A village well-known to Foxy was not far distant, and towards this he now led the two boys, muttering awful threats in mingled French and English, and swearing horribly under his breath. When they hung back, or for a moment struggled to free themselves, his cruel clutches forced them on.

In this fashion the village was reached, a place which at this hour looked like a little city of the dead, for there was not a light in the one straggling street of which the hamlet consisted. But Renard went straight to a small house standing back a few paces from the crooked thoroughfare in a narrow strip of weed-grown garden. Here he knocked in a peculiar way—not at the door, but at the window, and in a minute or two the door was opened to him. A few words passed between him and the man who opened the door, then Renard and the boys were shown into a room on the ground floor, where were two straw mattresses and a couple a three-legged stools and a table.

Setting down the candle which the owner of the house had given him, Foxy locked the door, and pulled off his rusty overcoat, first drawing from one of the pockets a coil of stout cord. Then sitting down on one of the stools, he proceeded to twist and knot this cord, until he had fashioned out of it a kind of rough cat-o'-nine-tails or scourge. But he glanced up now and again, and the malignant look on his ugly face—a mingling of frown and leer, full of evil triumph and covert menace—sent a shudder of fearful expectation through the chilled forms of the two lads huddled together on one of the straw mattresses.

In a few minutes the instrument of punishment was completed, and Renard, getting up from his seat, came towards the bed, and brandishing his scourge, said to Tad:

"Now, Edouard, hark to me! You shall take this wiep and you weel beat Philipe teel I tell you assez—enough. And as for you, Philipe, put off your coat, dat do wiep may work well. So! Allons! Begeen, and forget not dat you master is—"

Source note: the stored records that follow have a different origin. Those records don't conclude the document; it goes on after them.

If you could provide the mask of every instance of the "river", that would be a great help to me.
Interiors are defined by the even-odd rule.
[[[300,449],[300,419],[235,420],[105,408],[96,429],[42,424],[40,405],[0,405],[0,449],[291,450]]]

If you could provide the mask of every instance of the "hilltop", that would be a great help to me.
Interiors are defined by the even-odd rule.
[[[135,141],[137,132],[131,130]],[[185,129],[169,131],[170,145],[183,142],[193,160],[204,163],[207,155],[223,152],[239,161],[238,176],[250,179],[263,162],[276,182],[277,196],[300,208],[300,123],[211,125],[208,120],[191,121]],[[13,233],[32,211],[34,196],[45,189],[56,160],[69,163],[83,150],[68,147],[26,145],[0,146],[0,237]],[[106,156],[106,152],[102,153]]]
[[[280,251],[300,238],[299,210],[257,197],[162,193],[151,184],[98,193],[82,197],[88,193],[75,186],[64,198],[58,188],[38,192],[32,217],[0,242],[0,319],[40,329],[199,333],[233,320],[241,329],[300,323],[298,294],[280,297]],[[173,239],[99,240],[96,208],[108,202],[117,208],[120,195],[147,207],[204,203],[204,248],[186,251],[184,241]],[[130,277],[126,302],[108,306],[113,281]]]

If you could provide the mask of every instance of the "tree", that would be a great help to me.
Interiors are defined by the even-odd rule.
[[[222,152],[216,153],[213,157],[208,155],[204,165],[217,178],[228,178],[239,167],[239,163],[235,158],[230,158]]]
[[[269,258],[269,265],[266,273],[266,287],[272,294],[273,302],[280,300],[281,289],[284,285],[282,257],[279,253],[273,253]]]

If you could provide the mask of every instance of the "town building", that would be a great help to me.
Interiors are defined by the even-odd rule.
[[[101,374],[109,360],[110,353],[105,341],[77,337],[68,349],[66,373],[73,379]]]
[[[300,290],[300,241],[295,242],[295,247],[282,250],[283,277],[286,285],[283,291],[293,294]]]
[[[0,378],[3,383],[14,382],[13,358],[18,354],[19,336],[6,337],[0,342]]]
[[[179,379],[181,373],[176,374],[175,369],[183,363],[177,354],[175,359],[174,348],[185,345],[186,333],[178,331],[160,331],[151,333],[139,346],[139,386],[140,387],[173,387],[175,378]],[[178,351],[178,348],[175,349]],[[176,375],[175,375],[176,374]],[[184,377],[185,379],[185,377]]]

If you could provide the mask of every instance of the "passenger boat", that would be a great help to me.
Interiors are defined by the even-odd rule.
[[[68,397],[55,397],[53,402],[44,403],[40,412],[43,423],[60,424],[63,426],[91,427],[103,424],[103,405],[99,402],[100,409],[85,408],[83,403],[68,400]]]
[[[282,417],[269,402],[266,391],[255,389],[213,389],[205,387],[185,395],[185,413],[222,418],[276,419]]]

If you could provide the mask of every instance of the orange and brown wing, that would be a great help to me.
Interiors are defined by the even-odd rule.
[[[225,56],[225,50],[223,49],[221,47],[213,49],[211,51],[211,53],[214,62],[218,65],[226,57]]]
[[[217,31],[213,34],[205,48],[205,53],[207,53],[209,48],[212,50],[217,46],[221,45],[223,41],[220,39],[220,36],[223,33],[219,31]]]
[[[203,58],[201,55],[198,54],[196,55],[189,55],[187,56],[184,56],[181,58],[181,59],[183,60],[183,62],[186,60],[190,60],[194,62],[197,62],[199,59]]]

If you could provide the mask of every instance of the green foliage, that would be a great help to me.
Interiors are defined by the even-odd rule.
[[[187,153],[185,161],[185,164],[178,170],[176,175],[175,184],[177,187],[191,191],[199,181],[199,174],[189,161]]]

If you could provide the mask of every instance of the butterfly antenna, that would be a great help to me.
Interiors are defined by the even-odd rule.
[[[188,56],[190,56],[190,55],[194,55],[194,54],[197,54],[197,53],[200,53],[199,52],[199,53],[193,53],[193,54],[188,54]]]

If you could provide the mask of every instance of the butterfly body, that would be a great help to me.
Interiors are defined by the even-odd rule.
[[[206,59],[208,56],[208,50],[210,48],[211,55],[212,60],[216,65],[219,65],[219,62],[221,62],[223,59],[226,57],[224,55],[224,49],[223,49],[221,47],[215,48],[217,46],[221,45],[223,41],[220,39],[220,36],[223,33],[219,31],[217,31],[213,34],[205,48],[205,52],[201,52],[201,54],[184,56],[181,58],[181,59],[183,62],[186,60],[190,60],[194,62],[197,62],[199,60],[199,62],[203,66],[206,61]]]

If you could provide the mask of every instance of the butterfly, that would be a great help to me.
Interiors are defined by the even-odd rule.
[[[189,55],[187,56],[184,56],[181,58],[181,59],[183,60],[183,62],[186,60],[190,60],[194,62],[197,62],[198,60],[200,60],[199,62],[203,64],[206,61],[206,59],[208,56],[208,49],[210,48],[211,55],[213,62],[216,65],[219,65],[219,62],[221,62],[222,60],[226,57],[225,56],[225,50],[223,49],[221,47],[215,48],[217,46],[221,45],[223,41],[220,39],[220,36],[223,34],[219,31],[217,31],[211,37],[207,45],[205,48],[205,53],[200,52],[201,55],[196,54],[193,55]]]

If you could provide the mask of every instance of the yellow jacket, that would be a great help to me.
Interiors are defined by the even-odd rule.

"What!" cried Tad, aghast. "What, master! You want me to set upon this poor little chap and flog him? You don't mean it—you can't!"

"Mais certainement I mean it!" replied Foxy, showing his teeth. "Take dis wiep of cords and beat well Philips, or—" and the man's face assumed a yet more evil and threatening aspect.

"Don't anger him no more, dear Tad," said Phil in a whisper. "Do as he tells you. I can bear it. I ain't afeared of a thrashin' that I haven't deserved. There, I'm quite ready, and you'll see I won't cry nor make a sound."

But Tad that night had learned a great lesson while he stood with the burglars outside the little window of the outhouse. He had seen this gentle little lad brave the utmost that three villains could do to him, rather than commit a crime in obedience to their commands—a crime of which, but for Phil's example, Tad felt that he himself should certainly have been guilty.

And now—could he inflict pain upon this brave child, for fear of anything Renard could do? No—the lesson had not been lost upon the lad. True he had been on the downward track ever since he ran away from home, but here was the chance for a step up. Once more a chance lay before him, and his resolve was taken.